Can infrared light really be doing what we claim it is doing? Infrared light penetration principles, practices, and limitations.

Near infrared (NIR) light has been shown to provide beneficial treatment of traumatic brain injury (TBI) and other neurological problems. This concept has spawned a plethora of commercial entities and practitioners utilizing panels of light emitting diodes (LEDs) and promising to treat patients with TBI and other disorders, who are desperate for some treatment for their untreatable conditions. Unfortunately, an LED intended to deliver photonic energy to the human brain does not necessarily do what an LED pointed at a mouse brain does. There is a problem of scale. Extensive prior research has shown that infrared light from a 0.5-watt LED will not penetrate the scalp and skull of a human.
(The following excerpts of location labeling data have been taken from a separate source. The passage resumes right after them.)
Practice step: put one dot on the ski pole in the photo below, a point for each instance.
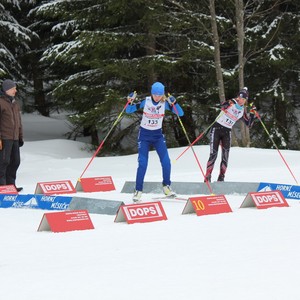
(190, 145)
(129, 100)
(201, 135)
(265, 128)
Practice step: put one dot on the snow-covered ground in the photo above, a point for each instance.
(246, 254)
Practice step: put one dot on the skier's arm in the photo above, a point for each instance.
(133, 107)
(173, 106)
(249, 119)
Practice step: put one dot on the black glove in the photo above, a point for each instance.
(171, 100)
(253, 109)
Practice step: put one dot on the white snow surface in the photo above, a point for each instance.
(246, 254)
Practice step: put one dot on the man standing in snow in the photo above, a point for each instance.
(11, 134)
(150, 134)
(220, 134)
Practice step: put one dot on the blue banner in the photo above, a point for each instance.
(35, 201)
(288, 191)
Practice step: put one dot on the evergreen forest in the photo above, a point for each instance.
(83, 57)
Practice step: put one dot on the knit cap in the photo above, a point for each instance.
(244, 93)
(7, 85)
(158, 89)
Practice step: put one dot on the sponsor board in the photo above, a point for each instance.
(8, 189)
(141, 213)
(66, 221)
(288, 191)
(32, 201)
(55, 187)
(95, 184)
(263, 200)
(207, 205)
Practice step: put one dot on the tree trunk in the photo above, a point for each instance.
(239, 8)
(216, 42)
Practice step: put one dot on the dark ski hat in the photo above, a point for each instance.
(244, 93)
(157, 89)
(8, 84)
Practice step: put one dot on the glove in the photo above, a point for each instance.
(131, 97)
(171, 100)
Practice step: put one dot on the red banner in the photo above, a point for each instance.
(95, 184)
(8, 189)
(263, 200)
(141, 213)
(55, 187)
(207, 205)
(66, 221)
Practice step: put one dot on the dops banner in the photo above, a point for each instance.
(288, 191)
(35, 201)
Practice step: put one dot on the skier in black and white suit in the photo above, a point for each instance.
(220, 134)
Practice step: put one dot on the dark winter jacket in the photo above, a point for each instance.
(10, 118)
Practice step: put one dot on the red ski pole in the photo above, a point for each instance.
(112, 127)
(265, 128)
(200, 136)
(190, 145)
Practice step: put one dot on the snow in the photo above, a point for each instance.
(246, 254)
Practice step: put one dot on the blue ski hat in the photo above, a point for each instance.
(158, 89)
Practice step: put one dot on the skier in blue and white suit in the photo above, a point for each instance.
(150, 134)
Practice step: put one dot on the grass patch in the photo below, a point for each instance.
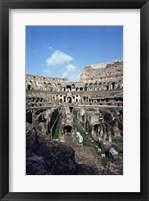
(86, 140)
(118, 139)
(104, 161)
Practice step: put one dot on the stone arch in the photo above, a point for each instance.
(68, 87)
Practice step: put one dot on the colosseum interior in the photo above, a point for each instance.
(85, 116)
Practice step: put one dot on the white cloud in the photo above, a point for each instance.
(70, 67)
(47, 72)
(65, 74)
(71, 72)
(50, 48)
(58, 57)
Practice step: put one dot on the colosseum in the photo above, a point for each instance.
(85, 116)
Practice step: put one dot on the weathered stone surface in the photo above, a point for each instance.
(51, 158)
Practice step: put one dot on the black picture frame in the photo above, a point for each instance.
(5, 5)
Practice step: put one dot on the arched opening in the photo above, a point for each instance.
(29, 87)
(96, 128)
(113, 85)
(73, 87)
(67, 129)
(69, 100)
(71, 108)
(63, 89)
(68, 88)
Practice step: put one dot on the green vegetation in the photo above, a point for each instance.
(56, 129)
(86, 140)
(118, 139)
(104, 161)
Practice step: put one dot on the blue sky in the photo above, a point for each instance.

Both the properties of NIR light and the manner in which it interacts with tissue are examined. Based on these principles, the shortcomings of current approaches to treating neurological disorders with NIR light are explored. Claims of clinical benefit from low-level LED-based devices are explored and the proof of concept challenged. To date, that proof is thin with marginal benefits which are largely transient. Extensive research has shown fluence at the level of the target tissue which falls within the range of 0.9 J/cm to 15 J/cm is most effective in activating the biological processes at the cellular level which underlie direct photobiomodulation. If low-level infrared light from LED devices is not penetrating the scalp and skull, then these devices certainly are not delivering that level of fluence to the neurons of the subjacent brain. Alternative mechanisms, such as remote photobiomodulation, which may underlie the small and transient benefits for TBI symptoms reported for low-power LED-based NIR studies are presented. Actionable recommendations for the field are offered.